The individual set includes: 1 mini loom, tiny beater, warp string, 2 tapestry needles (straight and bent tip).
I will also be releasing a larger version of the tree. Instead of a wreath, you can weave a unique decoration for your door.
Of course, as a pet lover, I had to work up some dog and cat ornaments. I will also be making larger versions of these that can be used as wall hangings to honor or memorialize a pet. You can even drill a small hole to hang their tag!!
Also, in the works are a butterfly, a monkey and a nursery set (sun, moon and stars). So much work to be done still, but I think you are really going to like these. Follow me in Instagram @casamarengostudio for updates and design ideas
Making fabric on my Saori loom for crop tops and vests. Mostly cotton and silk yarn with a small amount of wool, linen and acetate yarns.
Felt coasters. Rust dyed, handpainted and embroidered.

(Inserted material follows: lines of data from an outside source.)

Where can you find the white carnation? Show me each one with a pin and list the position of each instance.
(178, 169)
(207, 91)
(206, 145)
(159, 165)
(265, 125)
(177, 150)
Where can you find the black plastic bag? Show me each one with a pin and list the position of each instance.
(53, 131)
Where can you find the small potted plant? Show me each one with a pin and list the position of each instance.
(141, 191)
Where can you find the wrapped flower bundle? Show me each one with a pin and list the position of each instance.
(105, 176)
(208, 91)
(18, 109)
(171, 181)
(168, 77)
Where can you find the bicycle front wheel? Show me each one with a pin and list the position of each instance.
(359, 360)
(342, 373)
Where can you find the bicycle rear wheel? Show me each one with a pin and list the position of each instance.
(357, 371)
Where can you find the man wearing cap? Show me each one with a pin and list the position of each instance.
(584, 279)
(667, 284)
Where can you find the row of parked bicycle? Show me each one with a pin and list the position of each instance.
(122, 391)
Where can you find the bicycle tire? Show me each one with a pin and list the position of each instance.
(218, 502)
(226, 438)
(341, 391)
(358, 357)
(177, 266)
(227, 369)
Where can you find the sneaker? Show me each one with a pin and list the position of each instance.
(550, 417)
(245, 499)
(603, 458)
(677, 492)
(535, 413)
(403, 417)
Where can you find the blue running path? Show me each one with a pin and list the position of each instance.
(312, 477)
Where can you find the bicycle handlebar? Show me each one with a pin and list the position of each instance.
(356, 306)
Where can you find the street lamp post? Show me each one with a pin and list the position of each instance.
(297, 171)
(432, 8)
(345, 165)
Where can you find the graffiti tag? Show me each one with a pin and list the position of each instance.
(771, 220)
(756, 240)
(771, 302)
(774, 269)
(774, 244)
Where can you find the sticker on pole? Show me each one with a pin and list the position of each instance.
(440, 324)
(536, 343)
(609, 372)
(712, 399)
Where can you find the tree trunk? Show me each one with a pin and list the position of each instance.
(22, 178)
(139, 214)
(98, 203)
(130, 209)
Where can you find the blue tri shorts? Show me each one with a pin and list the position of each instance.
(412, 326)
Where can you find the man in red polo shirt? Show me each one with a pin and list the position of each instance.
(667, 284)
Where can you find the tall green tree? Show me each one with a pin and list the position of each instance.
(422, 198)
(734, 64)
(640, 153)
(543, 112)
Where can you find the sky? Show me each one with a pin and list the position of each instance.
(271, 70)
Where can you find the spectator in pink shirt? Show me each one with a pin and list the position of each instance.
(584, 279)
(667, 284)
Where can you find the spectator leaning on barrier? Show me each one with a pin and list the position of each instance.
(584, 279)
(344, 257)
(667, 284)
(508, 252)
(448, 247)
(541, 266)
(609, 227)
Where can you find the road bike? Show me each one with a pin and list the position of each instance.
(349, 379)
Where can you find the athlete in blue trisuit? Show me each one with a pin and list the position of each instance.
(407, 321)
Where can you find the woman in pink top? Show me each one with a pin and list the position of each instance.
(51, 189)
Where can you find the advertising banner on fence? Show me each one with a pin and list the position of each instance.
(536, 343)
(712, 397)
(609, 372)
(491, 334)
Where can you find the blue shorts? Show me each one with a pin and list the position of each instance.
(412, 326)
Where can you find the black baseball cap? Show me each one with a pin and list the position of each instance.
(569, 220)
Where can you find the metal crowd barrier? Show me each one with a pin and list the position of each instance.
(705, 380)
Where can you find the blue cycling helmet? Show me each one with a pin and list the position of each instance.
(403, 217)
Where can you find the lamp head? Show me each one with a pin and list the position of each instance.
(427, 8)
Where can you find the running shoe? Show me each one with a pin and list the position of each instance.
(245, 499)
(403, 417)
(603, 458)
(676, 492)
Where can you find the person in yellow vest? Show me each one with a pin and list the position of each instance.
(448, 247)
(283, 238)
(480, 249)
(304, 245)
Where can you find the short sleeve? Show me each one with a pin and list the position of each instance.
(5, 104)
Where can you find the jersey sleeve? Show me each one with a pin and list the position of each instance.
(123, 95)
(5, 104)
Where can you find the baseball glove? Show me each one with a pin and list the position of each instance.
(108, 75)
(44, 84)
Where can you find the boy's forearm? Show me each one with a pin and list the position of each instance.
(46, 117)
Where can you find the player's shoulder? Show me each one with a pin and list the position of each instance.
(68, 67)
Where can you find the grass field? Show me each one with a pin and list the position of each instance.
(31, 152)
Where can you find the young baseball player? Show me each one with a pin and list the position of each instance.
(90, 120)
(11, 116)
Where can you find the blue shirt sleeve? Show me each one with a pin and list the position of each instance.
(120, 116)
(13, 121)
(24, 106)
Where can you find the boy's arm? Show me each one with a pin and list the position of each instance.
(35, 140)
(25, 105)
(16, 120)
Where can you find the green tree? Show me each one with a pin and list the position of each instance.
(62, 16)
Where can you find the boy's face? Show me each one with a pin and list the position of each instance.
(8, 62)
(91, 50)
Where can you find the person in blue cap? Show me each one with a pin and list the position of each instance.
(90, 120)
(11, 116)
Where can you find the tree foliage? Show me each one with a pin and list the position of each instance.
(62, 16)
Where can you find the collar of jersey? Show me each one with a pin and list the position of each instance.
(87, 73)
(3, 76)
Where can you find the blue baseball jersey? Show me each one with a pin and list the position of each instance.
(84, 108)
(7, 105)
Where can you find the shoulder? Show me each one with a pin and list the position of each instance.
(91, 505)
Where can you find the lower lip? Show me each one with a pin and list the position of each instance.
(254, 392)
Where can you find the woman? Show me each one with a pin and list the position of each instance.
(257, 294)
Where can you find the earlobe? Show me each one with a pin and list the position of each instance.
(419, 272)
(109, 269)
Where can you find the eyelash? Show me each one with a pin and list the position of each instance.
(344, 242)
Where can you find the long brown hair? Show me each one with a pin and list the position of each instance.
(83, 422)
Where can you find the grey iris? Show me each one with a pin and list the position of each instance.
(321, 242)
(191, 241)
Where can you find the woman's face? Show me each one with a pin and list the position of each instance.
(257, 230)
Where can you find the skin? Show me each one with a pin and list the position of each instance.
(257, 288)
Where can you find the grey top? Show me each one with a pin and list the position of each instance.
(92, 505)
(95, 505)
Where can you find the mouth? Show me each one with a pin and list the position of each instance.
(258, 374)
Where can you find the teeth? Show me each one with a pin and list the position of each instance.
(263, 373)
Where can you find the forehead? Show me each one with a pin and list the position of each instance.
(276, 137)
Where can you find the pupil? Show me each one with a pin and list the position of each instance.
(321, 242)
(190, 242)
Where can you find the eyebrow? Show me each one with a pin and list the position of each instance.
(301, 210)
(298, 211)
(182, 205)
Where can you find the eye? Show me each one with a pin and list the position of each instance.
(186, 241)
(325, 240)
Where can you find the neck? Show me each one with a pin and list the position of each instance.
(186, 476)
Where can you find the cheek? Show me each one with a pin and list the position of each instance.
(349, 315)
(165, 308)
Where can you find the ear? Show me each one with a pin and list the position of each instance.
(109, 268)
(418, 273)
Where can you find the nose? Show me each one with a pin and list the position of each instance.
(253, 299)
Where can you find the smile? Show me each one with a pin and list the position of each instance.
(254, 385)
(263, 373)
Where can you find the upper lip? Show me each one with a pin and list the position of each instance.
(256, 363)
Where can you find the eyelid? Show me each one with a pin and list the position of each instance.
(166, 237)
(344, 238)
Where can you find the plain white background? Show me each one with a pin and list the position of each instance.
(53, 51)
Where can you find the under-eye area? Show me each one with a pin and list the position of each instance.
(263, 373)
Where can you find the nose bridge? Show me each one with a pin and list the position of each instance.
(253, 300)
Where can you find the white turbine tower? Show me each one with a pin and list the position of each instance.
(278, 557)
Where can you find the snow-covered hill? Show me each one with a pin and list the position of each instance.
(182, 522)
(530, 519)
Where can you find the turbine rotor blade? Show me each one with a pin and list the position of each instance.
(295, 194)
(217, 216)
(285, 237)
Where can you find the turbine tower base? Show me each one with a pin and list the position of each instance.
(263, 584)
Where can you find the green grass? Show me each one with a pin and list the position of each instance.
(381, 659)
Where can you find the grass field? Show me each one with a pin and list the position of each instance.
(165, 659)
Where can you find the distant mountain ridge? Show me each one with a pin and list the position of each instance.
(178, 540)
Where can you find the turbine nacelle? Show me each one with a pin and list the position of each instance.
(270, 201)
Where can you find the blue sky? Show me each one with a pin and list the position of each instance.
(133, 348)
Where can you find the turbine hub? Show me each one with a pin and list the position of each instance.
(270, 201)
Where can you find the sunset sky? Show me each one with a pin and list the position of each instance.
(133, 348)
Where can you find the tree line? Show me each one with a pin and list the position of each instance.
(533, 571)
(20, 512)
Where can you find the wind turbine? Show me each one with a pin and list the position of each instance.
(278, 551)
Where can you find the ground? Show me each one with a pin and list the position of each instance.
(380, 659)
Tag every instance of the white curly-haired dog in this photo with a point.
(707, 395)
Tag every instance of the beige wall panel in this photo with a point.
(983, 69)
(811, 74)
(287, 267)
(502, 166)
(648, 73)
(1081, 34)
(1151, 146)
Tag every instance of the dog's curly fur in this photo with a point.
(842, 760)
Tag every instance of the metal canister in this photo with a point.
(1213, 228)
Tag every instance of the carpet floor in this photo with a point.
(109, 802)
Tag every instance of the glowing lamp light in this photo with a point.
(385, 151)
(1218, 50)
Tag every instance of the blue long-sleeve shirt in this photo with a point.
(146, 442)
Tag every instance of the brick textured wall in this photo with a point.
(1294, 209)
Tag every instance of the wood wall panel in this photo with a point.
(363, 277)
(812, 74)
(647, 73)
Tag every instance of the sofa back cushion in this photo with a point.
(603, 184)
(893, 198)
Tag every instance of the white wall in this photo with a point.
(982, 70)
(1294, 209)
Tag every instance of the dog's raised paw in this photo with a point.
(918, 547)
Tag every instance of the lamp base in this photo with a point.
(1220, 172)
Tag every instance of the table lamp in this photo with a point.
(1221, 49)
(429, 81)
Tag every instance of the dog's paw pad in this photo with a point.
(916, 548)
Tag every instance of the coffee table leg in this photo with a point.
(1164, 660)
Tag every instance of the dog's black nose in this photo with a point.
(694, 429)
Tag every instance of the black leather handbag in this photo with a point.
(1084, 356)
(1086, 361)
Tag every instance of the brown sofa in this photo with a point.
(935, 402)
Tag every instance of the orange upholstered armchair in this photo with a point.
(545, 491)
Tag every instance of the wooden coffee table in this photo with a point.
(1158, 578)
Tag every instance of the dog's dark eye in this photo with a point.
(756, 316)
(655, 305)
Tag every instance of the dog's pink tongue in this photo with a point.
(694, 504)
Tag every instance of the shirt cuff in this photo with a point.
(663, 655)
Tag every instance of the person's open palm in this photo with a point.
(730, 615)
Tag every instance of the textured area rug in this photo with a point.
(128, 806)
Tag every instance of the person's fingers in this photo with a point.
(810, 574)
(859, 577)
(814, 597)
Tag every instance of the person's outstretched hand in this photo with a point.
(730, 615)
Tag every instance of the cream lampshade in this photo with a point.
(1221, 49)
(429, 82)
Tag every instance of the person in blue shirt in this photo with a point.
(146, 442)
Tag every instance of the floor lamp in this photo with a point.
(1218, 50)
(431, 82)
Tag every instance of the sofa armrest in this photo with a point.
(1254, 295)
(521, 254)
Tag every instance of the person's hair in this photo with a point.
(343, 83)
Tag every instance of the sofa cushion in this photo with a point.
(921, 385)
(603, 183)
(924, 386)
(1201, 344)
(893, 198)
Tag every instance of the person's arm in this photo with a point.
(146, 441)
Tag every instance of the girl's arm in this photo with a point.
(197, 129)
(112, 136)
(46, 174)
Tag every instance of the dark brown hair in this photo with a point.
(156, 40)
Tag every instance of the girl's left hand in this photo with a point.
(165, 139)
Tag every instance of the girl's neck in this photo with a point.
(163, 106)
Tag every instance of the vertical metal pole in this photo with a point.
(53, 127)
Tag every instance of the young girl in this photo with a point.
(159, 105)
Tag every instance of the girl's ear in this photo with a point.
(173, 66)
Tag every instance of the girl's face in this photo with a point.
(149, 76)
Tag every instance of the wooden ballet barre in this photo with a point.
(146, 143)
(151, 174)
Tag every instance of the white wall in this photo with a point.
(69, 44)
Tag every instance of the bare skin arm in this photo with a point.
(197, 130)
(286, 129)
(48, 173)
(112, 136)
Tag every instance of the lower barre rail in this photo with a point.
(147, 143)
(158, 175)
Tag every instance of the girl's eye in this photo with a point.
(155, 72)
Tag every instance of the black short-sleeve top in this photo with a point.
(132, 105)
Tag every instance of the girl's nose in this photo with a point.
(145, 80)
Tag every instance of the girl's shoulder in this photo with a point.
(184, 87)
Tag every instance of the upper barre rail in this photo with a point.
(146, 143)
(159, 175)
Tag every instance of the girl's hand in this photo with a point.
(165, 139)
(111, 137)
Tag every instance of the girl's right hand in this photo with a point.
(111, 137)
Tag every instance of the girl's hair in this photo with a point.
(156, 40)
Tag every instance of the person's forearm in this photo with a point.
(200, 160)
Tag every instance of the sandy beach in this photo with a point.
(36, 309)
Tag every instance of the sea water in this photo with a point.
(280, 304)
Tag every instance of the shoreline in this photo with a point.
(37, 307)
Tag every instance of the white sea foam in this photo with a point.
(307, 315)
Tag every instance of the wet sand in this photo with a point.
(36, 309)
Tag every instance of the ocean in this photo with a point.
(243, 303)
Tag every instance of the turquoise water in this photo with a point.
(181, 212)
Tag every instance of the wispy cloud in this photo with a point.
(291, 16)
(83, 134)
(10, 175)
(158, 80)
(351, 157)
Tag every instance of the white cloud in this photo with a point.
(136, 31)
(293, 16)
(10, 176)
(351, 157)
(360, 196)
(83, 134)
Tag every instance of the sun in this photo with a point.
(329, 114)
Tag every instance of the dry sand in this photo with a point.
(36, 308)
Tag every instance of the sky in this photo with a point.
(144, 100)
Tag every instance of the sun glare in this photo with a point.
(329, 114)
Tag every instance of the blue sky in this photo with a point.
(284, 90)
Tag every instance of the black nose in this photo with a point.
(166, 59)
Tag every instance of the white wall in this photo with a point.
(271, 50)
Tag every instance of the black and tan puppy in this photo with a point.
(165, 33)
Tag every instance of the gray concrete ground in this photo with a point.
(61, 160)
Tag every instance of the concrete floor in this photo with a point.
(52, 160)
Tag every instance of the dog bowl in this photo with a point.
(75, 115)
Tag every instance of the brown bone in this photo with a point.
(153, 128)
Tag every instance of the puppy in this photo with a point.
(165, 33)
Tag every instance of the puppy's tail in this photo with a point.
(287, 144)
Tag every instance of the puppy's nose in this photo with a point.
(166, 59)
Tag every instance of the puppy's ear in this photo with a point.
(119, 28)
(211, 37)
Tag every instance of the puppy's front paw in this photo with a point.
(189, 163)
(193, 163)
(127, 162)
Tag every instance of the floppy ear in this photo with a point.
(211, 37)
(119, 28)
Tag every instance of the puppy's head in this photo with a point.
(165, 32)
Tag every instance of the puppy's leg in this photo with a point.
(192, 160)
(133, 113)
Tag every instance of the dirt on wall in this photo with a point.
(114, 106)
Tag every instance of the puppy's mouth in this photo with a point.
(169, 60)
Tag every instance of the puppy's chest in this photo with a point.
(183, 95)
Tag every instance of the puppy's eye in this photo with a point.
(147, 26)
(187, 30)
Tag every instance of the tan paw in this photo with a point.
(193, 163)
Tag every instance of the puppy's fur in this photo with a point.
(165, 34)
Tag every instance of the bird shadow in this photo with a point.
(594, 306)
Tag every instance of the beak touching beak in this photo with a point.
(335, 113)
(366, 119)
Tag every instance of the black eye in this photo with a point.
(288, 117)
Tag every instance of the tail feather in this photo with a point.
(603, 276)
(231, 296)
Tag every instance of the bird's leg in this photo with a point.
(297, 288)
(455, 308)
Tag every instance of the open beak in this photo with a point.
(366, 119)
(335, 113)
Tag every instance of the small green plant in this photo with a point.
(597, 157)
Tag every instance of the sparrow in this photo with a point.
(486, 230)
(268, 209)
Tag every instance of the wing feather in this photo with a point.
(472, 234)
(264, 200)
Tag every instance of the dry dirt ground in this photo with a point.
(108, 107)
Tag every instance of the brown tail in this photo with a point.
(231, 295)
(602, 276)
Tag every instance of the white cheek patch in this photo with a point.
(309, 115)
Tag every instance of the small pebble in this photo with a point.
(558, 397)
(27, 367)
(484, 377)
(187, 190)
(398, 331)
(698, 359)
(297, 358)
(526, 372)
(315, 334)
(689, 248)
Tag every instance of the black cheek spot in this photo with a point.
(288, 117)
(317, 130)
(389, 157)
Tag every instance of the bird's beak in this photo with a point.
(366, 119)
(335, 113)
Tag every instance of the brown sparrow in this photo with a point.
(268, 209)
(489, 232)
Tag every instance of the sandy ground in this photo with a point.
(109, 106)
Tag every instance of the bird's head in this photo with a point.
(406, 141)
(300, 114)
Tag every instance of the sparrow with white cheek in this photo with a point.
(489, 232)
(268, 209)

Making purse insets with yarn I hand spun from a hand pulled roving by atapestryofgrace. It is a combination of hand dyed wool, bamboo and flax. I’m a beginner, but I think it came out okay as an art yarn. I think it looks like kale salad.
And, lastly, here is my new box tape loom made by Janet of HandyWomanShop. I think it is quite beautiful. I am reading a book on tape looms which is more fascinating than it sounds. It’s filled with the history of tape looms including great photos. I also learned where the term “red tape” likely comes from.
Okay, that’s it for today, folks!
I’ve been working on small wall hangings using various recycled and natural elements. The pine needles are particularly tricky to work with. Clockwise from top right: 1) cotton, wool, pine needles, wood, leather; 2) Wool pine needles, leather; 3) hemp, cotton, wood; 4) Wool, pine needles, leather; 5) Wool, recycled sari silk, recycled tea bags, raffia, nettle yarn, handmade paper and watercolor. All are now available in my Etsy shop.
The big news is that I finally got my Saori loom. I am so excited and can’t wait to start using it. Will post photos soon of new projects.
Lastly, I finally finished this felted/linen/wool-embroidered and leather wristlet. Now available in my Etsy shop.
It sat on my work table for weeks just waiting for me to put the strap on. Sometimes things just fall by the wayside.
Well, that’s it for now. I hope everybody is having a great week.
I like keeping Sundays for myself to play in the studio. I either paint, weave, block print, rust/eco dye or sew. So many fun choices that sometimes I can’t decide. It’s a great time to experiment and not worry about any deadlines. This past Sunday I spent a relaxing day in the studio working with pine needles and wool. The tricky thing about pine needles is that the tips are fragile and you have to be careful not to break any off while weaving. The other hard part is keeping them steady when starting the weave since you can’t really warp them on a loom. I made two weavings, but only one of them (this one) seemed to work. I really like it and will be making more for my Etsy store.
I am very happy with how versatile this block print has turned out. I originally made it to use for home items on my Etsy store, but I think it also works for a wristlet. Of course, I had to keep this one for myself. 🙂
Here are the hot pads and a potholder:
There are so many possibilities for this block print, pillows, bags, tea towels, etc. What do you think?